Mofunanya was among those that benefited from a three-day free eye treatment and screening exercise carried out by The Church of Jesus Christ of Latter-Day Saints, in collaboration with Eye Foundation Centre. The programme, which held at the LDS Chapel, Iyana-Ejigbo, had patients undergoing eye examinations to detect ailments like glaucoma and cataract, among others.
As early as 8am, the various halls earmarked for the exercise had been filled by hundreds of young and elderly patients with various eye complaints. After the conclusion of preliminary medical examinations, which included documentation of individual’s vital information, the patients were promptly attended to by professionals.
A total of 2,100 people were attended to within the three-day exercise, with five glaucoma and 50 cataract patients variously identified and scheduled for surgery. Those billed for surgery were later moved to the Eye Foundation Hospital, Ijebu-Mushin.
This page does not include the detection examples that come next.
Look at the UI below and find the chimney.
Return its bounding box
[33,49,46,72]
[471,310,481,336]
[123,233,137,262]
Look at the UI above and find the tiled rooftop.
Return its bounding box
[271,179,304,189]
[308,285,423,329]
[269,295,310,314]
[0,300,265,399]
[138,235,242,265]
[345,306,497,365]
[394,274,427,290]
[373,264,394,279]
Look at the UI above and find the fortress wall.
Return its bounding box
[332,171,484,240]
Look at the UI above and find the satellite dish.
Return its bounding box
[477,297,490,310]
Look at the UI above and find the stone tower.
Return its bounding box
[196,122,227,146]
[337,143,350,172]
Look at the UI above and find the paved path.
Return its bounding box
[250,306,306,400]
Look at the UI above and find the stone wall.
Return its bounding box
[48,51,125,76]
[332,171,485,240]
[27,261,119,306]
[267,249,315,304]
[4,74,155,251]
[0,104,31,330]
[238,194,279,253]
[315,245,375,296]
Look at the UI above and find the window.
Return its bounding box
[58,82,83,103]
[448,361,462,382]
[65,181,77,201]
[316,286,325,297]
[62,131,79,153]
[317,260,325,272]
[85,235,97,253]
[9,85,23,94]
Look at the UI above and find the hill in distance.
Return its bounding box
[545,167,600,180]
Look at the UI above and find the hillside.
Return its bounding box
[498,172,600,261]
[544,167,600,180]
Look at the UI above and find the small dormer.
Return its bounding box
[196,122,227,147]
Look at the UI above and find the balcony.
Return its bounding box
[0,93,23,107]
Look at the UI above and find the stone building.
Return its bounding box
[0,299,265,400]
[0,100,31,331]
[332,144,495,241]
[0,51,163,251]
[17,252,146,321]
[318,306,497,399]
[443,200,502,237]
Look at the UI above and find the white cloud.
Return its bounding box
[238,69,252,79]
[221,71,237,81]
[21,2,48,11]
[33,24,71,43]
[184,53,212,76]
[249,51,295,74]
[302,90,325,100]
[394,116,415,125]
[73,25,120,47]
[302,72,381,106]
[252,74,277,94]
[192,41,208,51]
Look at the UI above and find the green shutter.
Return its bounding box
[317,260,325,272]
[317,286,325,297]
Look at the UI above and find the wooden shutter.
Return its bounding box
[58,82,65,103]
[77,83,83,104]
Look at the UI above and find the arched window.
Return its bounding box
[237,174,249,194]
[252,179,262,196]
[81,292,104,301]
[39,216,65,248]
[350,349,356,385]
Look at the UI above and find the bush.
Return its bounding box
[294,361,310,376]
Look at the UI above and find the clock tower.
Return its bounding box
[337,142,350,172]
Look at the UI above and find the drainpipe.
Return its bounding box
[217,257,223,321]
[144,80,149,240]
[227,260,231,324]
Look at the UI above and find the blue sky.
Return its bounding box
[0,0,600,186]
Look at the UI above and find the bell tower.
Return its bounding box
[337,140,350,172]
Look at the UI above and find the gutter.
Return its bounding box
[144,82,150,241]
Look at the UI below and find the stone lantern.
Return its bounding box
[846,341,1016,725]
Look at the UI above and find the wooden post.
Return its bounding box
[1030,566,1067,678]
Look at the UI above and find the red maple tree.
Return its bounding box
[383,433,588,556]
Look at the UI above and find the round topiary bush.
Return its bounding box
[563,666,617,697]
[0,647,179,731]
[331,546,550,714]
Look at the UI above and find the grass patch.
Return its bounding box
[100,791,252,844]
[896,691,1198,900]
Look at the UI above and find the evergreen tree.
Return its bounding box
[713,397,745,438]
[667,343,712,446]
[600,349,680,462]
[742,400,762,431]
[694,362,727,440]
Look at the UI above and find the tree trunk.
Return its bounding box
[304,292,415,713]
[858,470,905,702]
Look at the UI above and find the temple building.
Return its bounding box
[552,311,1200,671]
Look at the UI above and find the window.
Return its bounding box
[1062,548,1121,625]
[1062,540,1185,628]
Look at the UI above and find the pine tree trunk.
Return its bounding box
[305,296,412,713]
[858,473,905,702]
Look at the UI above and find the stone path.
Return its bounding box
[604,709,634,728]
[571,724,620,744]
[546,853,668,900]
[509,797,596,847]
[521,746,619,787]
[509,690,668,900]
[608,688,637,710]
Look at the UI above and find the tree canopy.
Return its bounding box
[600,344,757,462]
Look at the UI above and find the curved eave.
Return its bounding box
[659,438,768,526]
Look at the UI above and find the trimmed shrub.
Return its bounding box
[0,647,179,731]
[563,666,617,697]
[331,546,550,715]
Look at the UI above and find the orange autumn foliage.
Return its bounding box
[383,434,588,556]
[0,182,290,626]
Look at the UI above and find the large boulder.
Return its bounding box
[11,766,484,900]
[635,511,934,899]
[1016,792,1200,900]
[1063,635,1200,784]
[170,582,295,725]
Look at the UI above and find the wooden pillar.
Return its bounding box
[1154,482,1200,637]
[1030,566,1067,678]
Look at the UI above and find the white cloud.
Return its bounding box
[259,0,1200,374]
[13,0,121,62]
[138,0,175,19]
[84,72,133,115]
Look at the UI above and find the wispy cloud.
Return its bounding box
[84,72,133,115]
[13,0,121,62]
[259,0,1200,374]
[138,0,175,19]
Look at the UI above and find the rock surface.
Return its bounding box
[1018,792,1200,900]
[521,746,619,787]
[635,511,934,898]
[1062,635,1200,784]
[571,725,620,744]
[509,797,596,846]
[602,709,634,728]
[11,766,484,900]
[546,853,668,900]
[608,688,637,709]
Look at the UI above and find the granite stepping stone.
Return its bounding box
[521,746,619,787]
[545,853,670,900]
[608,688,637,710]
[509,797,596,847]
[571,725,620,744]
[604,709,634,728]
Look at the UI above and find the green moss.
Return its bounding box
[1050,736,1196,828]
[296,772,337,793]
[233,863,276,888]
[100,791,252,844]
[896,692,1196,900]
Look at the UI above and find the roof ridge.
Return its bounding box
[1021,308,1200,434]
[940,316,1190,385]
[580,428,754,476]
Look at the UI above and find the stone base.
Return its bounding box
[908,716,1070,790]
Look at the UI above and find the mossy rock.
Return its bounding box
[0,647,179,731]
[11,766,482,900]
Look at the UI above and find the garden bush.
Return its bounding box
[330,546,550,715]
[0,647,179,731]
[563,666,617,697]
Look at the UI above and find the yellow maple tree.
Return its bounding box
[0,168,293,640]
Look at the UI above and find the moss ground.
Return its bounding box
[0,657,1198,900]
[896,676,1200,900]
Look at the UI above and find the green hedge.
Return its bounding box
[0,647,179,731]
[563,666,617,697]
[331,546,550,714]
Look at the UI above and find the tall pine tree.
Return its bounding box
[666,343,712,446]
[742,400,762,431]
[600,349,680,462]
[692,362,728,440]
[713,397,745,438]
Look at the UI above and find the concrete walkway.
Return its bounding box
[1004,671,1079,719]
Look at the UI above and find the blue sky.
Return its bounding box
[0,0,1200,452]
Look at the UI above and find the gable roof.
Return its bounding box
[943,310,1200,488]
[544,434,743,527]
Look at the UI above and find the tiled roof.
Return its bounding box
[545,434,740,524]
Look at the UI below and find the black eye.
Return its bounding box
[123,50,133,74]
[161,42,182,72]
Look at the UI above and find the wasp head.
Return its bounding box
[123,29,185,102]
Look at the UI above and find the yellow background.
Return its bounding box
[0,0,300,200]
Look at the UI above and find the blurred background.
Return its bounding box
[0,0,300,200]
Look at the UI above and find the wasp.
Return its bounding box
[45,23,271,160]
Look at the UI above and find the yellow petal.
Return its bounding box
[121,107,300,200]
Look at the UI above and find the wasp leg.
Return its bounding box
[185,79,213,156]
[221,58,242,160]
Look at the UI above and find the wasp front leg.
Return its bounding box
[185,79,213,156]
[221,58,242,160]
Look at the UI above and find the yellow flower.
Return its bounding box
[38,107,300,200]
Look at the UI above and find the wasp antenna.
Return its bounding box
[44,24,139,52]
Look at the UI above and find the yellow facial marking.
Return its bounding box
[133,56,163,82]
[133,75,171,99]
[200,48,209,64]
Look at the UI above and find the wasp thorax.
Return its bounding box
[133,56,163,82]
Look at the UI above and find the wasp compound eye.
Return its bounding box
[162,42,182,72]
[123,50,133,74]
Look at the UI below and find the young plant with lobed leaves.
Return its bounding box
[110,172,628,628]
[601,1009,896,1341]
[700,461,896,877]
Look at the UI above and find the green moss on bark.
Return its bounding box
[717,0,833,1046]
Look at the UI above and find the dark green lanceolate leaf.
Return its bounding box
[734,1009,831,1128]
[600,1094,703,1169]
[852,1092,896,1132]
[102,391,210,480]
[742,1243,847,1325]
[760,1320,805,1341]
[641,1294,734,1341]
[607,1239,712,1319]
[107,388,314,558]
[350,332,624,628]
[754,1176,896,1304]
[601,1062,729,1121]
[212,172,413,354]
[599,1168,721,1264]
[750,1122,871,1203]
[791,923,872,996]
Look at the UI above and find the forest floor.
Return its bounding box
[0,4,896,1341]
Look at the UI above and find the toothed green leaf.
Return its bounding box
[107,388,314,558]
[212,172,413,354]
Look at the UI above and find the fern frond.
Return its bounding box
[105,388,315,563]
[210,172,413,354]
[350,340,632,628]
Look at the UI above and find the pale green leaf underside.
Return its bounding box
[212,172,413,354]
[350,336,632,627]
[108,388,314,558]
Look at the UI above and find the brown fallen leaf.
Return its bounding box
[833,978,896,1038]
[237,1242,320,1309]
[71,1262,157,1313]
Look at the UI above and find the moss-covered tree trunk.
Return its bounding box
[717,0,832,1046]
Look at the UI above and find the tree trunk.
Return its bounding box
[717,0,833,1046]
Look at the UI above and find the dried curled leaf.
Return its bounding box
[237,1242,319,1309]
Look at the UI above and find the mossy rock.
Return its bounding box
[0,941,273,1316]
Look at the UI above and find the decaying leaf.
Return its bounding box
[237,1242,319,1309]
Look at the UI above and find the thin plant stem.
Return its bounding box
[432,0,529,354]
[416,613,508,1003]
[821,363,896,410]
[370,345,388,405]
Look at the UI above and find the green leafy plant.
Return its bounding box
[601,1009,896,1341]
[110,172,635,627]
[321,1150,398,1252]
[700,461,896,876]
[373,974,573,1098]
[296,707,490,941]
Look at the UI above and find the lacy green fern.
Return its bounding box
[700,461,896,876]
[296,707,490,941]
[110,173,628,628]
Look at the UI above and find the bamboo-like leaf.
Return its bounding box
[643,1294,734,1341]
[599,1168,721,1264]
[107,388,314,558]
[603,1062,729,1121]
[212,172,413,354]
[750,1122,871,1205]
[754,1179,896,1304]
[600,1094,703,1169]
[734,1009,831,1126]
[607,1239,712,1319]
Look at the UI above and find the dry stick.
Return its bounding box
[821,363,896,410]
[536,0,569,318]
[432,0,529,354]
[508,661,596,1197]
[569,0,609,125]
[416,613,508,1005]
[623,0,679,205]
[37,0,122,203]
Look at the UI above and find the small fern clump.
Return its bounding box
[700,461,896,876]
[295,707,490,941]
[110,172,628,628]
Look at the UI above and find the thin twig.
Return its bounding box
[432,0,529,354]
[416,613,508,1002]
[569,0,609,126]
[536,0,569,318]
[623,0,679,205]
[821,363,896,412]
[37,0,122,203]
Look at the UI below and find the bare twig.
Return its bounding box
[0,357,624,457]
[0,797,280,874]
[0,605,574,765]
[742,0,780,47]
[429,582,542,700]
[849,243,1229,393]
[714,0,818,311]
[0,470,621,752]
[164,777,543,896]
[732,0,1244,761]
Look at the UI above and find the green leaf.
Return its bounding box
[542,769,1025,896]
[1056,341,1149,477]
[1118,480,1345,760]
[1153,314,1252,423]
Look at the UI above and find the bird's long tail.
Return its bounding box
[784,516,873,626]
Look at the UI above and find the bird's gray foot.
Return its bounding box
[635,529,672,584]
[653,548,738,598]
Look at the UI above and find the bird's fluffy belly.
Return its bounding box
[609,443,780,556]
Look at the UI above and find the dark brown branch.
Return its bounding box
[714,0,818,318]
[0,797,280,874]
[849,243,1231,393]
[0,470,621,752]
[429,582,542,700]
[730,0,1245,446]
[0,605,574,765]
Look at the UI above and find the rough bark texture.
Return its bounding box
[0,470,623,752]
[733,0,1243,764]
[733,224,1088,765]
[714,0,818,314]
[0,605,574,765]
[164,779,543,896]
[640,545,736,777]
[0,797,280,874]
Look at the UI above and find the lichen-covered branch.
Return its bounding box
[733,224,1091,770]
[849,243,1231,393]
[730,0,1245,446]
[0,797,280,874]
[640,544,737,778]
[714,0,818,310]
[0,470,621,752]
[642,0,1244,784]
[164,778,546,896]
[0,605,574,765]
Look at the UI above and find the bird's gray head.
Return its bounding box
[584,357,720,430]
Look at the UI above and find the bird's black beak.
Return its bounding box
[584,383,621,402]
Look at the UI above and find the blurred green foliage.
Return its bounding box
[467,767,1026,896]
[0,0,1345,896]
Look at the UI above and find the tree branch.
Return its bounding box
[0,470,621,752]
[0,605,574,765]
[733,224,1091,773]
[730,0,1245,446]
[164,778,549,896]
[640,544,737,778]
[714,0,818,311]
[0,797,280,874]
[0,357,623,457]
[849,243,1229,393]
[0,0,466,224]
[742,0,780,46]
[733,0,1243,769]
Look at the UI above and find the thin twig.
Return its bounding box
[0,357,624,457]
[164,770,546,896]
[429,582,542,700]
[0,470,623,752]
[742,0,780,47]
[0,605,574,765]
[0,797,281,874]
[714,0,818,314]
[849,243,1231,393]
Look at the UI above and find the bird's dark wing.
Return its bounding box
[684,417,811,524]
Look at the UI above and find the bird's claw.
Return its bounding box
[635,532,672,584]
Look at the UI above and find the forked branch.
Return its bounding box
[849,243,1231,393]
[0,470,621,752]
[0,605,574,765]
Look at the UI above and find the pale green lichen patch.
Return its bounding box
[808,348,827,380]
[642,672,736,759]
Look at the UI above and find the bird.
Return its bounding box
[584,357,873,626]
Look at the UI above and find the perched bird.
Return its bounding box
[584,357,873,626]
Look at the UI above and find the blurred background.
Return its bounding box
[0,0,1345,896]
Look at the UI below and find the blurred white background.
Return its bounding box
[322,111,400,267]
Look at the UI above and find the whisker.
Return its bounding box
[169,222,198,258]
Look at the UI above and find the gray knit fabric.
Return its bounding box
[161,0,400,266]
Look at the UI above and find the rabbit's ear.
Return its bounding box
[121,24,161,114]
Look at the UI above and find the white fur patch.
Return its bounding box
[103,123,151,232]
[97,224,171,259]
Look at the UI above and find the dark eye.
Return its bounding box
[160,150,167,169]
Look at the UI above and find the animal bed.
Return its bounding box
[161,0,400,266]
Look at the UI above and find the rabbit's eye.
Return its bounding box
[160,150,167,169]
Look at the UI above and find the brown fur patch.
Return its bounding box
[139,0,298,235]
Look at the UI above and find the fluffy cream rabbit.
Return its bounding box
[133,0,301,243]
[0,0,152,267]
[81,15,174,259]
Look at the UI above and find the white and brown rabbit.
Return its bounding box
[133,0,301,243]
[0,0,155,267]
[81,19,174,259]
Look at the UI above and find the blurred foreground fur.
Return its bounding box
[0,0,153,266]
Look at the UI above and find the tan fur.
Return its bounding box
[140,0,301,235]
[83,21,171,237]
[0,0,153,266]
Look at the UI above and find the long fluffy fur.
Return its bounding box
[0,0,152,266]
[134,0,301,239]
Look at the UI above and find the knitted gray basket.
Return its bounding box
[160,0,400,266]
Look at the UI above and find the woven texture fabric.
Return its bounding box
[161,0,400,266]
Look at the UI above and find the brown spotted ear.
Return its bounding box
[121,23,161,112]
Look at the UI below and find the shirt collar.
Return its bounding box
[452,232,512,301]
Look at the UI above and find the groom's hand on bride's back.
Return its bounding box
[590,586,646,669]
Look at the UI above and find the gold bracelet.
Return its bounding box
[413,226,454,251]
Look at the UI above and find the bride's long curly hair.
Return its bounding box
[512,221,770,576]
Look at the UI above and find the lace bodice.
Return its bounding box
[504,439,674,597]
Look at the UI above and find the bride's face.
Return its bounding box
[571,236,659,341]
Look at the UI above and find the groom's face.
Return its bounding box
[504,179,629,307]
They were later brought back to Lagos and educated on how to effectively take care of their eyes. Five hundred eyeglasses were also distributed to participants identified with minor eye problems.
Speaking on the relevance of the programme, the First Councillor in Egbeda Stake Presidency of The Church of Jesus Christ of Latter-Day Saints, Dr. John Oghenekume Okah, described the eye as the window to the soul, noting that its relevance was what The Church of Jesus Christ of Latter-Day Saints tried to emphasise by throwing its doors open to indigent members of the community.
Okah said the initiative was carried out by the humanitarian arm of the church, LDS Charity, in collaboration with Eye Foundation Centre, adding that the humanitarian service was meant to benefit everyone, irrespective of their religious or social affiliation.
He explained that the initiative started about 10 years ago in Nigeria but had been in existence in other countries for 50 years. He disclosed that the church just concluded a similar exercise in Benin City, Edo State.
Speaking on why the church chose to focus on the eye, Okah noted that the eye was the most vital organ in the human body. He said the programme was going to be continuous, and would be replicated in other regions of the country.
“Whatever affects mankind is important. Christ himself restored sight to blind Bartimaeus during his ministry on earth. The exercise is also a way for the church to play its role of community service to mankind. We will continue till we reach indigent members who can’t afford the high charges in all corners of the country,” he said.
The church leader noted that LDS Charity just concluded a training on neo-natal resuscitation, in collaboration with the Paediatric Association of Nigeria in Kano State, where doctors were tutored on how to revive newborns.
Okah said four IDPs camps in the northern part of the country were provided with clean, potable water, drugs and food.
His words: “The LDS, which is the humanitarian and welfare arm of the church, at times, renovates hospitals, markets and other public places. We have also visited a school in Mushin where we provided the pupils with a toilet facility. LDS has also renovated Igbogbo Health Centre in Ikorodu. In doing this, the costs are never disclosed, as we carry out the biblical injunction of not allowing the right hand to know what the left is doing.”
Quality control manager, Eye Foundation Hospital, Mrs. Gbogunjoko Halima, declared that the facility was always ready to collaborate with any individual or organisation to help restore sight to the less privileged.
An eye specialist with the hospital, Radiyah Shodunke also advised Nigerians to always carry out yearly eye check-ups. She noted that some deadly ailments like high blood pressure, diabetes and sickle cell anaemia could easily be detected during eye examination.